Vinicius: Fuera del área y pese a muchos errores sencillos en entregas fáciles que llevan a los demonios a jugadores como Kroos, Modric o Benzema, el brasileño le puso empeño y determinación. No se guardó ni un esfuerzo, ni una carrera. Trató de explotar en algunas acciones su velocidad, pero sus fallos, sus enormes fallos a la hora de definir todas y cada una de las jugadas, le terminan convirtiendo en un lastre ofensivo. Cuanto más cerca está el brasileño de dar el último pase o el remate final, más lejos está el Madrid del gol.

Sustituciones

Asensio: Entró en el 62′ por Modric. Salió con ganas, y como el fútbol le tiene bendecido, marcó casi en el primer balón que tocó, algo que ya no es noticia. Intentó tener protagonismo con el balón en esos 30 minutos, buscando un remate que ya no llegó. Un gol para llenar el medio vaso de los que aun creen en él. 

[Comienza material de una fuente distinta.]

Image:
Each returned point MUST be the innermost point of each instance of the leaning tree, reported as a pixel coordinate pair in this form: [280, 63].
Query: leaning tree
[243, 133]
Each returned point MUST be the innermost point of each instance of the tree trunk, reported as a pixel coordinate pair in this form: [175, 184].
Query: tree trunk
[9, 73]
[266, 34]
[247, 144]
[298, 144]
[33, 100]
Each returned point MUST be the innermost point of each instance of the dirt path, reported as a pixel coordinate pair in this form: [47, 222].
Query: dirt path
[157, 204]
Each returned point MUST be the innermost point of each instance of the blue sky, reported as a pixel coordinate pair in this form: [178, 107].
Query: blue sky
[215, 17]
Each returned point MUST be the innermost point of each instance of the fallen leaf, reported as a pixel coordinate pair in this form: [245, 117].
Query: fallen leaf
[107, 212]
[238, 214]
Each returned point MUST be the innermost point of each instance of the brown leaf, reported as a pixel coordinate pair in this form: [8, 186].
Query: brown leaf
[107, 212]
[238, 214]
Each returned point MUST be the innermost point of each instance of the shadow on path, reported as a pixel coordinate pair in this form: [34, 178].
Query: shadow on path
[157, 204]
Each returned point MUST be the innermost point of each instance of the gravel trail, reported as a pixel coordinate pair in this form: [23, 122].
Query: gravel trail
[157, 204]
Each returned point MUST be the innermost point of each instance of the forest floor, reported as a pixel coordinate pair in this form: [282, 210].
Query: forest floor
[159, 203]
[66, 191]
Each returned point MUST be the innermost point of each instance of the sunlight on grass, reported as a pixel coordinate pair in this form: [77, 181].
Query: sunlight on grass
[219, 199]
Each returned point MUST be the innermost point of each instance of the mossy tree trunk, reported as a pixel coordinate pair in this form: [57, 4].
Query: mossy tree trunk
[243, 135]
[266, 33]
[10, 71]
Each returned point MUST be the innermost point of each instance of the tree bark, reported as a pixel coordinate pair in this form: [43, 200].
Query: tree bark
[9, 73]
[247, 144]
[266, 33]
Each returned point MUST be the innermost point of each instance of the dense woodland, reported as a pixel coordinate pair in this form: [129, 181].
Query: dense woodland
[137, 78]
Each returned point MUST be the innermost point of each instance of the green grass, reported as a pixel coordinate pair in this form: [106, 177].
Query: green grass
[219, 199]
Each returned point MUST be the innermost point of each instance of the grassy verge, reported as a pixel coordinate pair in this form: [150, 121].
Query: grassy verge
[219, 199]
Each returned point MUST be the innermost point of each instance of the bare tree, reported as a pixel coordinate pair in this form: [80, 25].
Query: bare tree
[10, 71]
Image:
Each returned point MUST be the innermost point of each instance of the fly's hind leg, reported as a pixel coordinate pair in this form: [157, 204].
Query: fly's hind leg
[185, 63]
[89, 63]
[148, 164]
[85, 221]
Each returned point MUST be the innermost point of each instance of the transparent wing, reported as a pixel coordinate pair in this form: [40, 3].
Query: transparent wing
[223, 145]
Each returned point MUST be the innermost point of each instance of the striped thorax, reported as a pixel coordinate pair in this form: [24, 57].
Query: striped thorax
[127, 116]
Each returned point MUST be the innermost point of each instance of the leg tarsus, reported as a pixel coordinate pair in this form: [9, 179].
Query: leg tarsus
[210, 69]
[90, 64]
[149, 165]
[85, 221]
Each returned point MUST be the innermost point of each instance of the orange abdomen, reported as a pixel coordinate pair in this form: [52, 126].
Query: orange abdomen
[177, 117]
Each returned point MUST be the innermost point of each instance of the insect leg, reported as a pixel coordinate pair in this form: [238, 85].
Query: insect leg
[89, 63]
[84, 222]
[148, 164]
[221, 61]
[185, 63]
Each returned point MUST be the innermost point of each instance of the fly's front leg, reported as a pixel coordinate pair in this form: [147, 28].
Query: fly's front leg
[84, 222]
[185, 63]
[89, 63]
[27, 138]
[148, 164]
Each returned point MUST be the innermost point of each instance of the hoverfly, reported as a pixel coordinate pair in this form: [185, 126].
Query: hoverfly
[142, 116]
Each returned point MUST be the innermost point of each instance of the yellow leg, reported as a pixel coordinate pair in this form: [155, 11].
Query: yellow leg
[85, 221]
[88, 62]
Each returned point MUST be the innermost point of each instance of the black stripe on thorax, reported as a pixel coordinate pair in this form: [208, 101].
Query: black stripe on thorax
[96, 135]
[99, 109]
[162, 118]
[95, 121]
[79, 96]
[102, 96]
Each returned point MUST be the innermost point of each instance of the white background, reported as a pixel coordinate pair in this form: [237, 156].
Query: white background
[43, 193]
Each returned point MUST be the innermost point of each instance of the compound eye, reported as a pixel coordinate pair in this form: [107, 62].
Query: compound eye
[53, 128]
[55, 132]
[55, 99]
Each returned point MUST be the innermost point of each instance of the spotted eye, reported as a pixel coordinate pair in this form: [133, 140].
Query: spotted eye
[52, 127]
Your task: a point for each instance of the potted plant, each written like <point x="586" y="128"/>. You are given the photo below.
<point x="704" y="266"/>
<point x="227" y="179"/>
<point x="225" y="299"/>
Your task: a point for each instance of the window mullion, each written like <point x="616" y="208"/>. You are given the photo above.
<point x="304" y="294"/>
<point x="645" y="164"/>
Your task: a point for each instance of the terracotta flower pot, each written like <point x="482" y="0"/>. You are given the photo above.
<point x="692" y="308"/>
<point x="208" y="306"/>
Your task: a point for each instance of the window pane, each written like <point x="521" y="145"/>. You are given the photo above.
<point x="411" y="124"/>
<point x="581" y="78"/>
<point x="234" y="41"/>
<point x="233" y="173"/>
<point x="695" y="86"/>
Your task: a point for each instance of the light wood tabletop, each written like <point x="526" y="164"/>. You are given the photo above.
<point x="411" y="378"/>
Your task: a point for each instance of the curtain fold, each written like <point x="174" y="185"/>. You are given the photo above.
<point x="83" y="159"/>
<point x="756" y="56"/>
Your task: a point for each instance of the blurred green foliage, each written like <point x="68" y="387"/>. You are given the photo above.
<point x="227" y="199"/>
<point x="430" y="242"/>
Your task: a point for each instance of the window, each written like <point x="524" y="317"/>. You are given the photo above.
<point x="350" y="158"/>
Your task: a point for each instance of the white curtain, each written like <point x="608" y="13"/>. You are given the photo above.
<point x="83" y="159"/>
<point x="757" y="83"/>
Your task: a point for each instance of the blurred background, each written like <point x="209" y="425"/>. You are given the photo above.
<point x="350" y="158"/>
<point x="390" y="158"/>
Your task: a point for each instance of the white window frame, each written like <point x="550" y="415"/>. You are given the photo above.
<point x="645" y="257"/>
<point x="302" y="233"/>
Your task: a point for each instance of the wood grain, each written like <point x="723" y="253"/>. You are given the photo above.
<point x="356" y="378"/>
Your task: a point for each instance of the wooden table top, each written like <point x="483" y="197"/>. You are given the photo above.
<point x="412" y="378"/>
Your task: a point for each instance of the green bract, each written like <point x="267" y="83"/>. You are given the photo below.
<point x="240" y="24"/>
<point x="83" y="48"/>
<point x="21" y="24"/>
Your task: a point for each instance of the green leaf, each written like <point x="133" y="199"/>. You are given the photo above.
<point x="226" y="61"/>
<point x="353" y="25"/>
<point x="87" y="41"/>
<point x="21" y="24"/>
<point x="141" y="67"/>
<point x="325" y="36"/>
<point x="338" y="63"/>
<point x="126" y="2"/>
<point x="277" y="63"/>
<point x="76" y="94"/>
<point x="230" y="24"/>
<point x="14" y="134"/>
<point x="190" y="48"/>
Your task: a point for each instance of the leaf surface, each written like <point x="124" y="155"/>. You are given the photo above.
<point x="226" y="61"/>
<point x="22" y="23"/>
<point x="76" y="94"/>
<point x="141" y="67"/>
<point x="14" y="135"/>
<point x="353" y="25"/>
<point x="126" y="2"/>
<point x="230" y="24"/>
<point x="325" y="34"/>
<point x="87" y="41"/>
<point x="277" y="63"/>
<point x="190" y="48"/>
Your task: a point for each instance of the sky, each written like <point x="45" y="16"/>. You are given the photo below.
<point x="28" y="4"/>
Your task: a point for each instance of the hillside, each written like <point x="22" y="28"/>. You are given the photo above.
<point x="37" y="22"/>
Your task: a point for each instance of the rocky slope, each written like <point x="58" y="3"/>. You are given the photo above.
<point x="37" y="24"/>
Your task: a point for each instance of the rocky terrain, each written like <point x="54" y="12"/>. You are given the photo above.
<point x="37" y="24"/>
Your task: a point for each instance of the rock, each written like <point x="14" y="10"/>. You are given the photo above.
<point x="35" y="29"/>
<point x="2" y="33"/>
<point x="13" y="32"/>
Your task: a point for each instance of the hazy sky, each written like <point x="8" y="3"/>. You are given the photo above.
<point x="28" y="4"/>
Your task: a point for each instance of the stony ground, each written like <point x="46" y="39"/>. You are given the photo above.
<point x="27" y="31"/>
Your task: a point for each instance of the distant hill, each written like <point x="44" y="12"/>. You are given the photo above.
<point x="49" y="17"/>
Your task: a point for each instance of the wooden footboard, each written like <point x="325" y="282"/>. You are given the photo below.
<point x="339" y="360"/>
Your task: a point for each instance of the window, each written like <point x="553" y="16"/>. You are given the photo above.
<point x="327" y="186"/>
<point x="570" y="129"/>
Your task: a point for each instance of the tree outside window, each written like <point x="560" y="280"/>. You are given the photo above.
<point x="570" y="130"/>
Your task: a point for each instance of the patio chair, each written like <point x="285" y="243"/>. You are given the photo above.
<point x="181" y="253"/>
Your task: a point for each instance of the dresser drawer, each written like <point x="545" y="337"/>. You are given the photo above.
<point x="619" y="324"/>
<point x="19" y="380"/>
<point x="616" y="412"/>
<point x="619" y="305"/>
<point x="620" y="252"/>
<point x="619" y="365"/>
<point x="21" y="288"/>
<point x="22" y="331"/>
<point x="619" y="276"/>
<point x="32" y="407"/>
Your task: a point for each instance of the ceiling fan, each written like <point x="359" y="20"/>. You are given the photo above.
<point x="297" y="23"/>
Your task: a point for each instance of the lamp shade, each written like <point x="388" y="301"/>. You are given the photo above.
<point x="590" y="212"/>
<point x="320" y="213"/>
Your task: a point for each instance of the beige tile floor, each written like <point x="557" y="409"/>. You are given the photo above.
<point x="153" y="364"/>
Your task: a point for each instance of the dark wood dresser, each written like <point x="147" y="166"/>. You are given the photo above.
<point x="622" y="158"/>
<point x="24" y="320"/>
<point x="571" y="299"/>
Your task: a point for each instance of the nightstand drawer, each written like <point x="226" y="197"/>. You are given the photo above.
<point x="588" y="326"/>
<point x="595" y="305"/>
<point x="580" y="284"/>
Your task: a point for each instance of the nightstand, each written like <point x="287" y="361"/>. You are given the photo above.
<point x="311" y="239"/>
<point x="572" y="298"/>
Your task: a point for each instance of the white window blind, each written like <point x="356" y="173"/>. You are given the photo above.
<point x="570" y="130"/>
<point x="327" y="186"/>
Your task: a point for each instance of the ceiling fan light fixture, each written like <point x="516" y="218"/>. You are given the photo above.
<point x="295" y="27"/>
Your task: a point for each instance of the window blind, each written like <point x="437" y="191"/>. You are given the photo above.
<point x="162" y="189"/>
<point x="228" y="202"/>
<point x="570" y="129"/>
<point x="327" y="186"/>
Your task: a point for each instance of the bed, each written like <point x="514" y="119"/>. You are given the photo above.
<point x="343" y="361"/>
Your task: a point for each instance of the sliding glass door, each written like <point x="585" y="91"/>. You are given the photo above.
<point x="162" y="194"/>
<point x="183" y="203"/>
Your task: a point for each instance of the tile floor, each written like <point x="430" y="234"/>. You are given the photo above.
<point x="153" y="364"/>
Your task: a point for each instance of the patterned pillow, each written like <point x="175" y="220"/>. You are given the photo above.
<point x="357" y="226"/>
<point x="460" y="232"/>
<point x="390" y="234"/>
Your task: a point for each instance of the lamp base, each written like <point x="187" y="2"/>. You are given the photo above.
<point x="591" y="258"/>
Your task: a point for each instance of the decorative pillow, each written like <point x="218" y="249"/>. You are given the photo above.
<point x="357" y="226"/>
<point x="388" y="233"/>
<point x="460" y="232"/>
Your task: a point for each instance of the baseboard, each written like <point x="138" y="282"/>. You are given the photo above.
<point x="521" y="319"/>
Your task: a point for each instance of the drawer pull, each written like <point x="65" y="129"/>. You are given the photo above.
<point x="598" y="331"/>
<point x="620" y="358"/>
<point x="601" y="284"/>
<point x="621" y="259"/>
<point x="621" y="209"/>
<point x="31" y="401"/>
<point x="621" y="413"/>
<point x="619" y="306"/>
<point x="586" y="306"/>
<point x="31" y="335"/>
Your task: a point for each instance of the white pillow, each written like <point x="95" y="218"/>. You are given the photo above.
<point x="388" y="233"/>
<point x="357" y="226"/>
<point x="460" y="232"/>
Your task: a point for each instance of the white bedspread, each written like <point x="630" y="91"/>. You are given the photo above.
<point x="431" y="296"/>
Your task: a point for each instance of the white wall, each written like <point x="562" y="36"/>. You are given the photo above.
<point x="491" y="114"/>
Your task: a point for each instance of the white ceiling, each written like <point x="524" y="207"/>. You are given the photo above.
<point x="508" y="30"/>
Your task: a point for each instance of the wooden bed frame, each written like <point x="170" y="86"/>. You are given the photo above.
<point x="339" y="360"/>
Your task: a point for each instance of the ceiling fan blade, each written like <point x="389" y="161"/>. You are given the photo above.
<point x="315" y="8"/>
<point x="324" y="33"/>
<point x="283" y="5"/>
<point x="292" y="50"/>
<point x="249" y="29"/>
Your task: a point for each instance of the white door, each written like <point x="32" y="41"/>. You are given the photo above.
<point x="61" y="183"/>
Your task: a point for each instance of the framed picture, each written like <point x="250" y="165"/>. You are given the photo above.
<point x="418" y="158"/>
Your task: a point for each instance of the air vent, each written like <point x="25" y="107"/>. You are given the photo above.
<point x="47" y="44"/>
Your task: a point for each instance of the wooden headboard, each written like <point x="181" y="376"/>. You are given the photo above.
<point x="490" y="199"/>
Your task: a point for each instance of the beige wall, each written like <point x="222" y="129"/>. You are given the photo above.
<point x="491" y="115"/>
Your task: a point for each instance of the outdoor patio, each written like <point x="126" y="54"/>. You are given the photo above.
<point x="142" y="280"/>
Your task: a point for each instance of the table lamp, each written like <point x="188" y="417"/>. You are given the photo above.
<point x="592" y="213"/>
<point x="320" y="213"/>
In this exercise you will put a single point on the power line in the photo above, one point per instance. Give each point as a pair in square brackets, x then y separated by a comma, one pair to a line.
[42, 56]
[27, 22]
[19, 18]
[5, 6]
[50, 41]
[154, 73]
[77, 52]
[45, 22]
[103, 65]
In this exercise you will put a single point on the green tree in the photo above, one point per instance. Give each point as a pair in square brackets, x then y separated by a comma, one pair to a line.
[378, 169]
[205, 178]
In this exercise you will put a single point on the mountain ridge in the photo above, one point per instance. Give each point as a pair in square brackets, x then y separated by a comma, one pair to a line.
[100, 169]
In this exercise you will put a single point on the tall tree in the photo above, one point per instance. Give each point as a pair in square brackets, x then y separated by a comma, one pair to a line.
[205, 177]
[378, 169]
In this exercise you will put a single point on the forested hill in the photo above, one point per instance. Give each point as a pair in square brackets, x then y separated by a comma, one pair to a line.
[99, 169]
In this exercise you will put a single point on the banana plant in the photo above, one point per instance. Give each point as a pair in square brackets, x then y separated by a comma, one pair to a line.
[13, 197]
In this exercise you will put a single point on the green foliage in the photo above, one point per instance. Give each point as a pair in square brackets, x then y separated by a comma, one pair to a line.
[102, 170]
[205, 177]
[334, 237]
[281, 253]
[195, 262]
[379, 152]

Miguel Gutiérrez: Entró en el 62′ por Marcelo. Sin hacer nada especial, no pareció que el partido le superase. Apenas sí participó, pero en su favor hay que decir que no se notó la ausencia de Marcelo. 

Hazard: Entró en el 78′ por Vinicius. El sorprendente titular ante el Chelsea jugó once minutos (quien lo entienda que lo explique). Que te estés jugando el liderazgo de la Liga y sólo juegue 11′ es difícil de entender. Contribuyó en el gol del empate a dos de manera accidental.